You may encounter some people saying you need to manage your addiction first, or you need to manage your mental health first. Ideally, they should be managed at the same time. The idea of integrating treatment is sometimes called “Dual Diagnosis” or managing “Co-occurring Disorders.”
6. Learn more about your childhood and your family of origin, and how this may play a role in your own addiction and mental health
Sometimes, the things we learned from our families or loved ones—how to show love, express emotions, communicate thoughts, or relate to others—are actually unhealthy and maladaptive. These dysfunctional patterns may have played a role in how you cope with stress, how you handle conflict, or how you view yourself.
It can be helpful to better understand your own past traumas, adverse childhood experiences, or negative relationship experiences that may have contributed to your addiction or other mental health disorders.
You can do this by getting professional help, like formal psychotherapy, or through some sort of community-based support group or self-help program.
Regardless of how you do this, having more insight into your past may help you engage in recovery and address underlying issues that get in the way of your emotional and mental health.
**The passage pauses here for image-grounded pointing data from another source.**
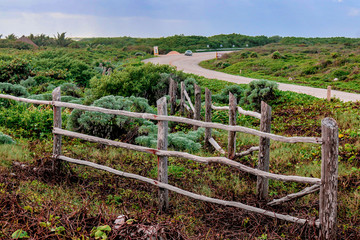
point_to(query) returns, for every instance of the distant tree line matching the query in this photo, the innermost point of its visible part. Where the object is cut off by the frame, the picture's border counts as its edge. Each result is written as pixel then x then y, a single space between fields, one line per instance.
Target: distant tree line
pixel 59 40
pixel 179 43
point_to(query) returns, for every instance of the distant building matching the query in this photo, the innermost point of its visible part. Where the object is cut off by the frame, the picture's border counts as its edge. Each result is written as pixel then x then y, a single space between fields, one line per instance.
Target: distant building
pixel 28 41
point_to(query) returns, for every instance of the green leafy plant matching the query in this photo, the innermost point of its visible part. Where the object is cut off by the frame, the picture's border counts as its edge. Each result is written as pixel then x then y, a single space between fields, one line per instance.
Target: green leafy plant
pixel 260 90
pixel 19 234
pixel 100 232
pixel 223 96
pixel 179 140
pixel 5 139
pixel 107 125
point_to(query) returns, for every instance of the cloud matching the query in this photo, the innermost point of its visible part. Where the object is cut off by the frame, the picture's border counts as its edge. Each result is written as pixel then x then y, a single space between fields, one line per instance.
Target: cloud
pixel 85 25
pixel 354 12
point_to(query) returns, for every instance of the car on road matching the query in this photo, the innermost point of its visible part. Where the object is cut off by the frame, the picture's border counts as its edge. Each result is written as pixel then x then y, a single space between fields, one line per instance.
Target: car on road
pixel 188 53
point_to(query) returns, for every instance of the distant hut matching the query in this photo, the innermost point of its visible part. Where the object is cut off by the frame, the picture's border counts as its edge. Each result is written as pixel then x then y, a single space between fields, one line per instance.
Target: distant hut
pixel 28 41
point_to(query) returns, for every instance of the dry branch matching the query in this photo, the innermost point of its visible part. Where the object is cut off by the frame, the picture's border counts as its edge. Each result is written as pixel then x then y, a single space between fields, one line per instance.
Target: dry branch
pixel 192 122
pixel 25 99
pixel 239 109
pixel 216 146
pixel 189 100
pixel 247 152
pixel 205 160
pixel 189 194
pixel 292 196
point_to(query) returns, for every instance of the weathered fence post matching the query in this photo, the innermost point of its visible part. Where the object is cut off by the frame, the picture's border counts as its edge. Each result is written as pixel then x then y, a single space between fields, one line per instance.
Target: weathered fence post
pixel 232 121
pixel 162 160
pixel 172 93
pixel 207 117
pixel 197 103
pixel 329 179
pixel 56 96
pixel 182 99
pixel 329 93
pixel 264 151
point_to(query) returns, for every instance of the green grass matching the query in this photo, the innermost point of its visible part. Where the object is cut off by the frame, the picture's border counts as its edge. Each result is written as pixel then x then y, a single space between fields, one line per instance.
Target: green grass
pixel 315 66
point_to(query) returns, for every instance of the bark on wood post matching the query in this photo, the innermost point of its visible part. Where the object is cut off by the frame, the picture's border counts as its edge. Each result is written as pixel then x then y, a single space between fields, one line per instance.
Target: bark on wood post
pixel 329 93
pixel 182 99
pixel 56 96
pixel 232 121
pixel 329 179
pixel 163 160
pixel 197 103
pixel 172 93
pixel 207 118
pixel 262 186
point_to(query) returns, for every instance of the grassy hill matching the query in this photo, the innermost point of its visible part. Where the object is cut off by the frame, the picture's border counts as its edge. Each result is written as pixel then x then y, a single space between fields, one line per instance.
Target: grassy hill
pixel 316 64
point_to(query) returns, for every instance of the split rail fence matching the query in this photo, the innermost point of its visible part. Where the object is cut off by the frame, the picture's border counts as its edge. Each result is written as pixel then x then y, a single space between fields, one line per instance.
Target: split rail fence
pixel 329 141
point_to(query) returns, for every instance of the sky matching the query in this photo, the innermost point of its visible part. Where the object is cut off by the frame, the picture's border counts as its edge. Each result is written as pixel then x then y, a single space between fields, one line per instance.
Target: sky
pixel 161 18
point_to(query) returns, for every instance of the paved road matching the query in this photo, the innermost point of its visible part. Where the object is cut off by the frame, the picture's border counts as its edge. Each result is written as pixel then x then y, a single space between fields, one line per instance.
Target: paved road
pixel 190 65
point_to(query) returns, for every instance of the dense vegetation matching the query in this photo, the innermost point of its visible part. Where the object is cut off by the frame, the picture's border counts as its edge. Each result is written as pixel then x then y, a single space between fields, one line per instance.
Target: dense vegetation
pixel 312 62
pixel 82 203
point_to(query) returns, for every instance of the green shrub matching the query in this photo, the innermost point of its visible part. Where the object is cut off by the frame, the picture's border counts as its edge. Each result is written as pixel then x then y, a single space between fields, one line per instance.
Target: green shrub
pixel 223 96
pixel 310 70
pixel 340 74
pixel 107 125
pixel 27 121
pixel 14 71
pixel 43 96
pixel 29 82
pixel 260 90
pixel 13 89
pixel 142 81
pixel 5 139
pixel 253 55
pixel 63 67
pixel 70 89
pixel 276 55
pixel 179 140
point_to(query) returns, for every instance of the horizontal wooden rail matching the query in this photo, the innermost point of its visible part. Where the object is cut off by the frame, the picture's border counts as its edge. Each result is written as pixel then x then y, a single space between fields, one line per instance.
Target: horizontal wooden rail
pixel 216 146
pixel 239 109
pixel 205 160
pixel 19 99
pixel 189 194
pixel 292 196
pixel 150 116
pixel 189 100
pixel 247 152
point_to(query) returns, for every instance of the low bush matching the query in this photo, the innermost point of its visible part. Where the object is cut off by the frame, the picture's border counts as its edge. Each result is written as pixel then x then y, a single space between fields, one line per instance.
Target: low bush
pixel 107 125
pixel 14 71
pixel 29 82
pixel 260 90
pixel 223 96
pixel 5 139
pixel 178 140
pixel 13 89
pixel 28 121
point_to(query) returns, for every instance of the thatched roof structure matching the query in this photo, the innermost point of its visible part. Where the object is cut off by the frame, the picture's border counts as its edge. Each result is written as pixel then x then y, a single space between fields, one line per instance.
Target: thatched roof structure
pixel 28 41
pixel 173 53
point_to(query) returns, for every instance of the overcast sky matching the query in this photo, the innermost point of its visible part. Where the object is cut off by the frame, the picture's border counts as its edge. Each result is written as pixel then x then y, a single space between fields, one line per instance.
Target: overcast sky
pixel 158 18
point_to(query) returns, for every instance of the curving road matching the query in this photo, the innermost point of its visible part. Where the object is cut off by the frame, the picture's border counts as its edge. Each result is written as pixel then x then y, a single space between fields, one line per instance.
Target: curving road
pixel 191 65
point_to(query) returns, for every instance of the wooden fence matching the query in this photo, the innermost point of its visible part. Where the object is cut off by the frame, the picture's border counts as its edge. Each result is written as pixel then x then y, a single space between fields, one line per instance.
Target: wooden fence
pixel 327 184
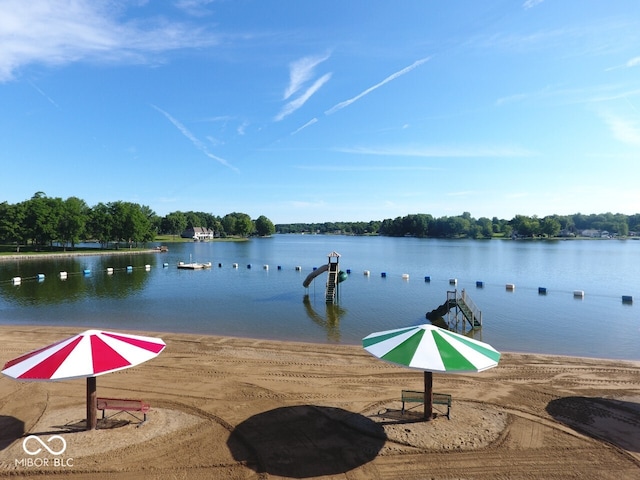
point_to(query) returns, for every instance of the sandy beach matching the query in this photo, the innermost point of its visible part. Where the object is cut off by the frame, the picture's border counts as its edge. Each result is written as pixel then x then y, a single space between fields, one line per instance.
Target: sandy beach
pixel 234 408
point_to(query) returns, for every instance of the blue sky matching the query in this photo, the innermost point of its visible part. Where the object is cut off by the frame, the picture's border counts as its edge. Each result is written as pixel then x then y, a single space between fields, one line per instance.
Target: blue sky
pixel 309 111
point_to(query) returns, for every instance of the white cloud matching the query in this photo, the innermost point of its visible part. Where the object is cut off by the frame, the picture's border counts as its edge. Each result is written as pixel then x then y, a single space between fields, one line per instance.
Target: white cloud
pixel 300 72
pixel 623 129
pixel 295 104
pixel 309 123
pixel 66 31
pixel 391 77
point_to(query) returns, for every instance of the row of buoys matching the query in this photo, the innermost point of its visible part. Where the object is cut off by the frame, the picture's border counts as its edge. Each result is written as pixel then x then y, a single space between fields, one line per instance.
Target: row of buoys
pixel 63 275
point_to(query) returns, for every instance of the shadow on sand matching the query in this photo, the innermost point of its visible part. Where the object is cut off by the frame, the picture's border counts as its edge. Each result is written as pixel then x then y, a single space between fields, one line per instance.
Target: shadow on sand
pixel 306 441
pixel 614 421
pixel 11 429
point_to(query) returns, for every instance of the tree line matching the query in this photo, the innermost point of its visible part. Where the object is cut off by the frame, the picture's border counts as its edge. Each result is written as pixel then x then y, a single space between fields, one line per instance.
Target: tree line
pixel 44 221
pixel 465 226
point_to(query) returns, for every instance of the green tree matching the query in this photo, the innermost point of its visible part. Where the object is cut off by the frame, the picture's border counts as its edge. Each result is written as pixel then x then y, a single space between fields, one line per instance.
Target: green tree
pixel 550 226
pixel 174 223
pixel 42 219
pixel 73 219
pixel 100 224
pixel 12 223
pixel 238 224
pixel 264 226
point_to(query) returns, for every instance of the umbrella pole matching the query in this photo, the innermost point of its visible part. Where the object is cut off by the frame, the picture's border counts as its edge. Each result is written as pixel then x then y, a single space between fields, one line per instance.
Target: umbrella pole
pixel 92 413
pixel 428 395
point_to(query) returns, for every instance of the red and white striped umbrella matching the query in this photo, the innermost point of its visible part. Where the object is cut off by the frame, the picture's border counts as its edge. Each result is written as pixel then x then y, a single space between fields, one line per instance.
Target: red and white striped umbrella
pixel 85 355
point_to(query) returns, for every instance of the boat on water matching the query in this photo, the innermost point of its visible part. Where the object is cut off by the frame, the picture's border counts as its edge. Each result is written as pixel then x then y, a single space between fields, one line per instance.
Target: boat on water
pixel 194 265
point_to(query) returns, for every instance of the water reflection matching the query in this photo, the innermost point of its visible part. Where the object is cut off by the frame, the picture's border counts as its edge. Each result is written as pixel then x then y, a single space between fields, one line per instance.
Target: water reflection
pixel 330 321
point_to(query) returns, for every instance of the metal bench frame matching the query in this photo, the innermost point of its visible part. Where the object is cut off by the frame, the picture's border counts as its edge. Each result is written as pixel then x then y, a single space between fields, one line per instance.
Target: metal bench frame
pixel 123 405
pixel 416 396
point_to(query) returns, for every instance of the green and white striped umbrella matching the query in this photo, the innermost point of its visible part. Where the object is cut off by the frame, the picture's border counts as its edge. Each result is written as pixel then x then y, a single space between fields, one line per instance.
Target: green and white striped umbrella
pixel 431 349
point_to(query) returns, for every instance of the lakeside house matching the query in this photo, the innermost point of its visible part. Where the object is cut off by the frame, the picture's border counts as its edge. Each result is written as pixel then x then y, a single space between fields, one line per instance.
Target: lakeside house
pixel 198 233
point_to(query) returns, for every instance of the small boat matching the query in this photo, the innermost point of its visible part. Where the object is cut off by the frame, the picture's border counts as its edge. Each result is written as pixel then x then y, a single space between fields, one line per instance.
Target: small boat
pixel 194 265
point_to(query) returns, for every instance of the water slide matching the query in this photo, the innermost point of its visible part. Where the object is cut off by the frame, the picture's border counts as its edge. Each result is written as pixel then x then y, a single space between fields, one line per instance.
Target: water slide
pixel 314 274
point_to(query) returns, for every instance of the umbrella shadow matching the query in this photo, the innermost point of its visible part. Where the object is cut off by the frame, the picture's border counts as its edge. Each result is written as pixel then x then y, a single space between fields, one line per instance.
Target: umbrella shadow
pixel 600 418
pixel 306 441
pixel 11 429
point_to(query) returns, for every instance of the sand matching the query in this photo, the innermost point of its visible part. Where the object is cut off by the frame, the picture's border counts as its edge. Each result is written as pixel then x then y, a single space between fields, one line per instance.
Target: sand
pixel 232 408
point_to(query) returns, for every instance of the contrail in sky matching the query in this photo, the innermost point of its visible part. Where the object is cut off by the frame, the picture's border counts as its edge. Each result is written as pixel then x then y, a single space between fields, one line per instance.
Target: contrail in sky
pixel 391 77
pixel 197 143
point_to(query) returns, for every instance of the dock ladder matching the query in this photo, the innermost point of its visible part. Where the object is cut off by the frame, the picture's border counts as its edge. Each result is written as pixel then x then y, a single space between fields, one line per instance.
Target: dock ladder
pixel 462 309
pixel 332 277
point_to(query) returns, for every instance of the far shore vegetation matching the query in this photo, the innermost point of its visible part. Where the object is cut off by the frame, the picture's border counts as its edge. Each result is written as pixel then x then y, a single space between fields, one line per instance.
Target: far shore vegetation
pixel 46 224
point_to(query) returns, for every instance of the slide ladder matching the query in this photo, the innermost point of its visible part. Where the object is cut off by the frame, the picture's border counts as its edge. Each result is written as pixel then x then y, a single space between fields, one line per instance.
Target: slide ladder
pixel 456 308
pixel 332 281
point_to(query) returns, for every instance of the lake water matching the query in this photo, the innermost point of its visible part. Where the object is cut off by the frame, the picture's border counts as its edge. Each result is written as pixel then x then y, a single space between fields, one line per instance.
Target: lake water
pixel 271 303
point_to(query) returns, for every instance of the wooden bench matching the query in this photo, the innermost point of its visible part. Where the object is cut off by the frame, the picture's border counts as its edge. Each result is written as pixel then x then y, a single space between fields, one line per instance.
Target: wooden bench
pixel 123 405
pixel 418 397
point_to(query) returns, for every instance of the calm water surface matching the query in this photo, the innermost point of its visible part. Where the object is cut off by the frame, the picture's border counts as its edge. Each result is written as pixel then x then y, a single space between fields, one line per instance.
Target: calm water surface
pixel 254 301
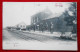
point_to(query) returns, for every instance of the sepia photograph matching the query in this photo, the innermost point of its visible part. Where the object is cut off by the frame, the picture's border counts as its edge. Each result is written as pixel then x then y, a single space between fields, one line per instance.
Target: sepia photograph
pixel 39 26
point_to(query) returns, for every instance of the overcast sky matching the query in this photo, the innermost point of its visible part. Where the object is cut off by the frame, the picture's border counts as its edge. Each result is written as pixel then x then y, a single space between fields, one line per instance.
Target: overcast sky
pixel 17 12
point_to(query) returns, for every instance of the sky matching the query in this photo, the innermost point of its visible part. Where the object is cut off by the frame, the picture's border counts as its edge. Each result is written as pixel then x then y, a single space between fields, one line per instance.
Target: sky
pixel 17 12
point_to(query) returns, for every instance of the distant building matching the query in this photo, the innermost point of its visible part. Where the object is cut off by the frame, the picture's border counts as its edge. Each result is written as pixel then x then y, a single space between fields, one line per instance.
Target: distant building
pixel 46 21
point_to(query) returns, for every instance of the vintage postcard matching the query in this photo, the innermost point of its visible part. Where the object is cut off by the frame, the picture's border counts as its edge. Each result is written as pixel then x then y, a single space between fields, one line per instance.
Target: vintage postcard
pixel 39 26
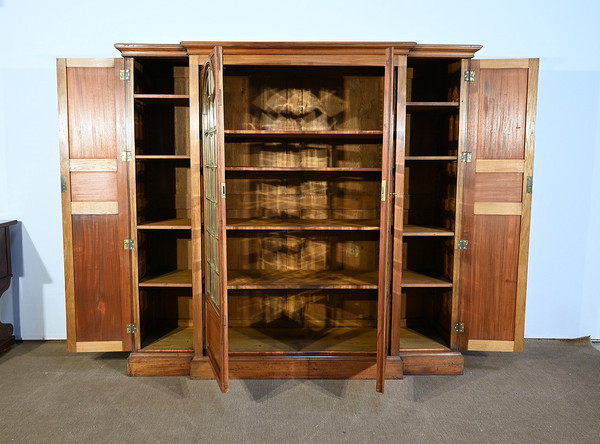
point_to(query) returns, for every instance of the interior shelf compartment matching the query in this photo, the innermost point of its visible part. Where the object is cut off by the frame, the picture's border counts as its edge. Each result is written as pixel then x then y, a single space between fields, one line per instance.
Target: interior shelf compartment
pixel 426 315
pixel 163 194
pixel 161 76
pixel 166 319
pixel 302 259
pixel 307 197
pixel 302 321
pixel 427 261
pixel 303 224
pixel 304 98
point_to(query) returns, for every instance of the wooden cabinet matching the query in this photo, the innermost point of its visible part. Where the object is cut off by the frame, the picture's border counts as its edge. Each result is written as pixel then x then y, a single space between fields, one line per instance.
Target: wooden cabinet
pixel 297 210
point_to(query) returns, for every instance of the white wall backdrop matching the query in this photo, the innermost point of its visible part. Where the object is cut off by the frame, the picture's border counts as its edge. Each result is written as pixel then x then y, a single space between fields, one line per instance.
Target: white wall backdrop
pixel 563 298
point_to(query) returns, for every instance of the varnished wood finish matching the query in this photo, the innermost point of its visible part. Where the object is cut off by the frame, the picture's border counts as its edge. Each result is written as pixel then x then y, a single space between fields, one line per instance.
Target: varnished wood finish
pixel 95 204
pixel 497 205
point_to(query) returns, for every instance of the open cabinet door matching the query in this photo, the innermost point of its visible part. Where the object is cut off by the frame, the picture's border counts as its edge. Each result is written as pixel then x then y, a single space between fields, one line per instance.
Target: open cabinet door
pixel 213 156
pixel 95 203
pixel 497 204
pixel 387 186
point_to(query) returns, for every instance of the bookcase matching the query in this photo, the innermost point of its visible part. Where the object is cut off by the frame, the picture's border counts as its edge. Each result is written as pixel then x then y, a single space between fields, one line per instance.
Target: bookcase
pixel 298 210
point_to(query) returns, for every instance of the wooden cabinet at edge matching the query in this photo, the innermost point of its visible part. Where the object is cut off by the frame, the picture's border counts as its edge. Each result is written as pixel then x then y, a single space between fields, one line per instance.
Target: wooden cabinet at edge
pixel 365 211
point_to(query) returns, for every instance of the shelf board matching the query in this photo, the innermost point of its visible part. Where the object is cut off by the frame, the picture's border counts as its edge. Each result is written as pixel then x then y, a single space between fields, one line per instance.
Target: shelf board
pixel 412 279
pixel 430 106
pixel 304 169
pixel 167 224
pixel 162 157
pixel 170 99
pixel 419 230
pixel 303 224
pixel 284 134
pixel 302 339
pixel 176 278
pixel 301 279
pixel 420 158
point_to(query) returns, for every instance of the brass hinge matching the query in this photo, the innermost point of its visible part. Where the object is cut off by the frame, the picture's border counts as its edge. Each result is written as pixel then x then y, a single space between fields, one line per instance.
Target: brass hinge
pixel 529 185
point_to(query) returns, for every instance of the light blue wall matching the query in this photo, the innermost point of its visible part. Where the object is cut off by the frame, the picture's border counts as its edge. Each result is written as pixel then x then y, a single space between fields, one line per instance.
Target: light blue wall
pixel 563 298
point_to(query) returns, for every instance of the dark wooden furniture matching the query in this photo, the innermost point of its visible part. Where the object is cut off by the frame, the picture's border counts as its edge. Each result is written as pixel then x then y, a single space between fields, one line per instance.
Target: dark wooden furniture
pixel 296 210
pixel 7 338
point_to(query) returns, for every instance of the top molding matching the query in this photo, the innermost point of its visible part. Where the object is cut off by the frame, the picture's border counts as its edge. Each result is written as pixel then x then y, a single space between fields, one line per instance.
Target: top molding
pixel 184 49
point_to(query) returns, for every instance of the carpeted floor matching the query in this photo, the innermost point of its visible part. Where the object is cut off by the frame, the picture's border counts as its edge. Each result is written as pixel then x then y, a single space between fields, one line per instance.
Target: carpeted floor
pixel 548 394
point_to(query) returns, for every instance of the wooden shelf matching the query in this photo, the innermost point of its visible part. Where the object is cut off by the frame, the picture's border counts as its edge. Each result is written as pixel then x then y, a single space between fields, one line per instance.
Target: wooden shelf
pixel 170 99
pixel 303 224
pixel 176 278
pixel 430 106
pixel 162 157
pixel 304 169
pixel 411 279
pixel 419 230
pixel 167 224
pixel 301 279
pixel 438 158
pixel 339 339
pixel 375 135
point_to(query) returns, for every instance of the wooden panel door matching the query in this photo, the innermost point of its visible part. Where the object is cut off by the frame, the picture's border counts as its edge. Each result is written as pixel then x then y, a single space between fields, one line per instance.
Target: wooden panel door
pixel 497 204
pixel 387 186
pixel 95 205
pixel 213 156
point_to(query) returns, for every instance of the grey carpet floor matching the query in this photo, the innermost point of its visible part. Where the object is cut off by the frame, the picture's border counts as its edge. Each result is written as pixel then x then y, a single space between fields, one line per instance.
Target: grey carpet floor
pixel 550 393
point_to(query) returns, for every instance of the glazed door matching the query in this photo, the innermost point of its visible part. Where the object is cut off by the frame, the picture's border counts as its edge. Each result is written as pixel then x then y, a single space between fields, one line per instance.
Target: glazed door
pixel 213 156
pixel 387 186
pixel 95 204
pixel 497 204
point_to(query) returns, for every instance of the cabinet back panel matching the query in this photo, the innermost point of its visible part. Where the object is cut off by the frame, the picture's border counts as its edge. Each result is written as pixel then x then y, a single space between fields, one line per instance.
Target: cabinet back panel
pixel 97 277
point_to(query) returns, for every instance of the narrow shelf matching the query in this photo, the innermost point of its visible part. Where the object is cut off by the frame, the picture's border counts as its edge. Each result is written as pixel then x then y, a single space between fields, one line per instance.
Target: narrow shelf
pixel 419 230
pixel 304 169
pixel 176 278
pixel 162 157
pixel 167 224
pixel 299 339
pixel 171 99
pixel 285 134
pixel 445 158
pixel 414 279
pixel 301 279
pixel 303 224
pixel 430 106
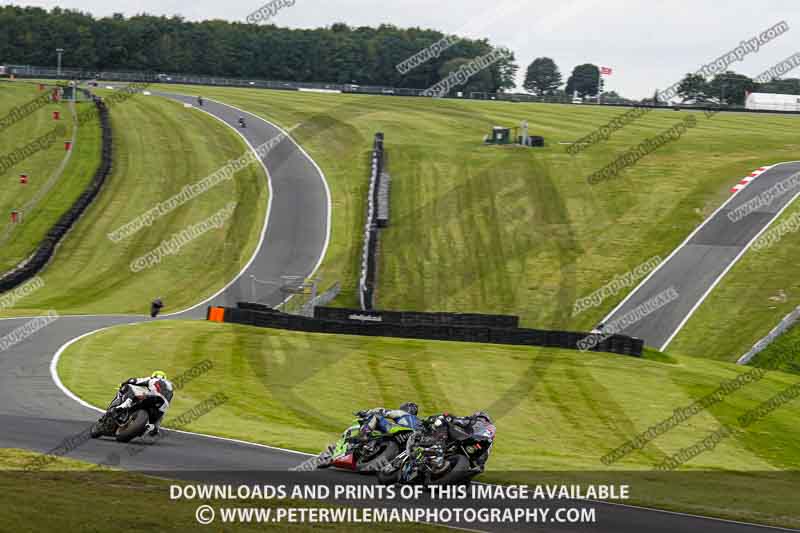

7. Learn new skills related to recovery
There are evidence-based therapy techniques like DBT, CBT, MET, and ACT that all focus, in one way or another, on developing certain skills in order to engage in recovery. Here is a list of some of those key skills:
- Distress Tolerance: Learning new coping skills to manage unwanted emotions
- Mindfulness and Cognitive Defusion: Improving emotional regulation and reactivity, as well as a growing awareness of triggers and cravings
- Acceptance and Willingness: Being honest, accepting reality, adopting an open attitude, and increasing self-compassion
- Interpersonal Effectiveness: Improving assertive communication, learning to build and maintain healthy relationships, and setting boundaries/limits
8. Find your purpose and live out the values that matter to you
Two key components of ACT are identifying your values, i.e., who you truly want to be and what you want to stand for, and taking committed action, i.e., living out those values.
Research shows that developing ‘the self’ and a ‘post-addiction’ identity may be crucial elements in recovery (Frings et al., 2021; Kougiali et al., 2021; Van Steenberghe et al., 2021).
For some people, this looks like practicing gratitude. For others, it looks like giving back or helping others with addiction.
Having meaning in your life by knowing your values and walking the walk allows you to live out this idea that recovery is more than abstinence or sobriety, in the same way that health is more than just the absence of disease.
Ultimately, recovery is so much more than stopping drugs like opioids—recovery is an ongoing journey toward healing, well-being, connection, and purpose.